How long have you got?
General issues (not really technical or cultural, but very important) include, but are not limited to:
- What kind of analysis do the business users want to perform?
- Do you currently collect the data required to support that analysis?
- Where is the data?
- How clean is your data?
- Are there multiple sources for similar data?
- What structure is best for the core data warehouse (i.e., dimensional or relational)?
Technical issues include, but are not limited to:
- How much data are you going to ship around your network, and will it be able to cope?
- How much disk space will be needed?
- How fast does the disk storage need to be?
- Are you going to use solid-state drives (SSDs) to store “hot” data (i.e., frequently accessed information)?
- What database and data management technology expertise already exists within the company?
Cultural issues include, but are not limited to:
- How do data definitions differ between your operational systems? Different departments and business units often use their own definitions of terms like “customer,” “sale” and “order” within systems. So you’ll need to standardize the definitions and add prefixes such as “all sales,” “recent sales,” “commercial sales” and so on. But be warned: Business managers generally don’t like changing the established semantics.
- What’s the process for gathering business requirements? Some people will not want to spend time defining their data warehousing requirements for you. Instead, they will expect you to use your telepathic powers to divine their warehousing and data analysis needs.
If the last item sounds like a cynical description of other people’s stupidity that I’m using to indirectly highlight my own razor-sharp intellect, it really isn’t. In the past, I’ve done exactly the same thing when specifying jobs. For example, I might say to a builder, “Look, I just want a shed, OK? It can’t be too difficult to build a shed! You must have built dozens in the past.” So, the builder builds one, and I say, “How can you have put such a small door on a woodshed?!?!”

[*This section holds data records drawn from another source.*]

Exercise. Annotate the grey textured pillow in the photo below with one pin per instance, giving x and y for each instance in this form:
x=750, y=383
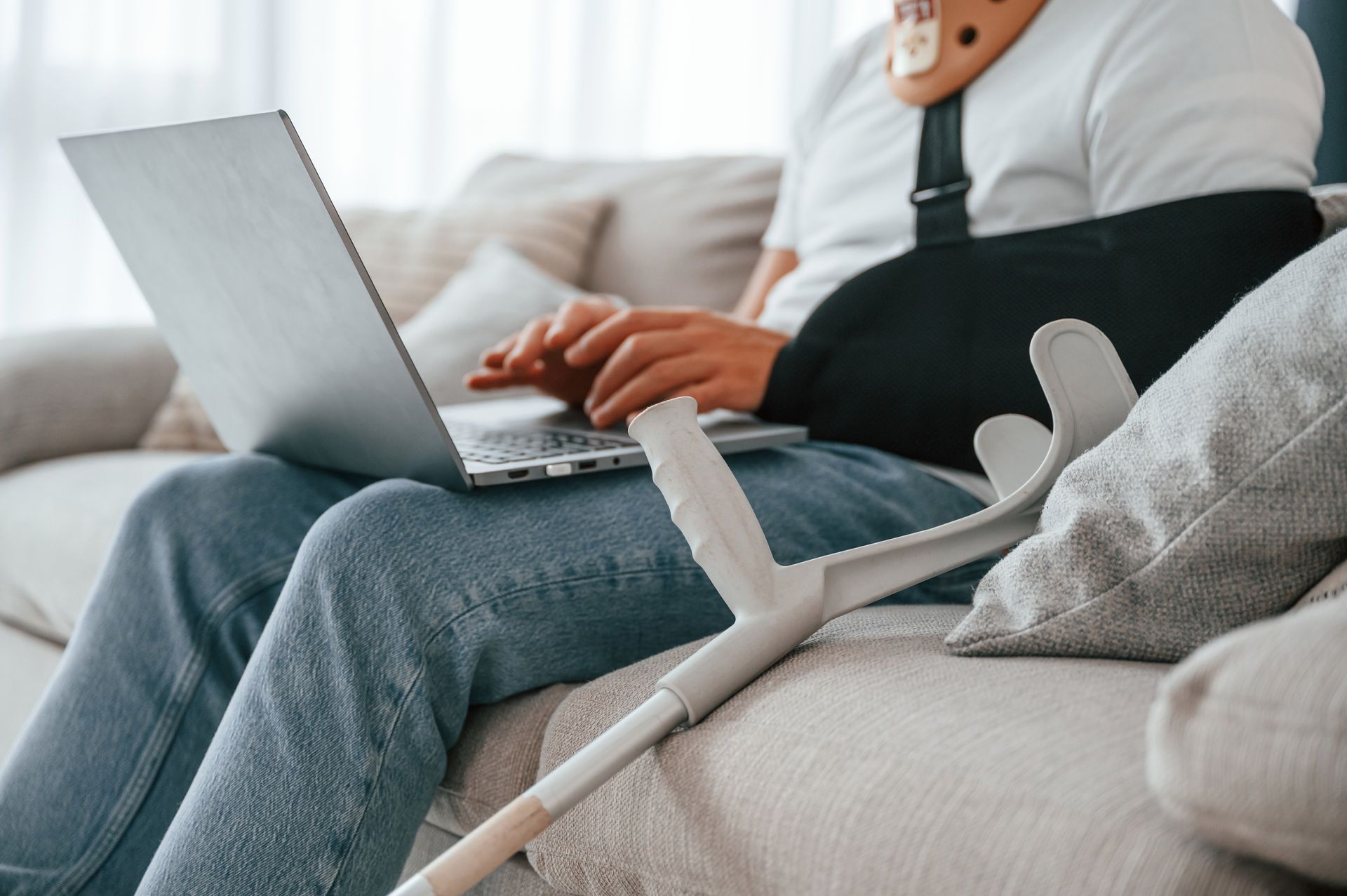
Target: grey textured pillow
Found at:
x=1247, y=742
x=1218, y=502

The experience of gathering user requirements has (hopefully) made me much more sympathetic in dealing with, say, builders. I now try hard to devote the time needed to specify exactly what I want. But I see this facet of human behavior as perfectly normal: People in general (including me) don’t want to be tied down, they just want something created that magically matches their requirements.
As a whole, the above list of issues has only just scratched the surface -- which, of course, gives the impression that building a data warehouse is very difficult and a pain. It is challenging, but it is a fabulous project to be involved in, because when data warehouses work properly, they are magnificently useful, huge fun and unbelievably rewarding. And the fact that you are asking about the cultural issues as well as the technical ones is very encouraging. It is my experience that the technical issues can almost always be overcome; the cultural ones are what often cause data warehousing projects to fail.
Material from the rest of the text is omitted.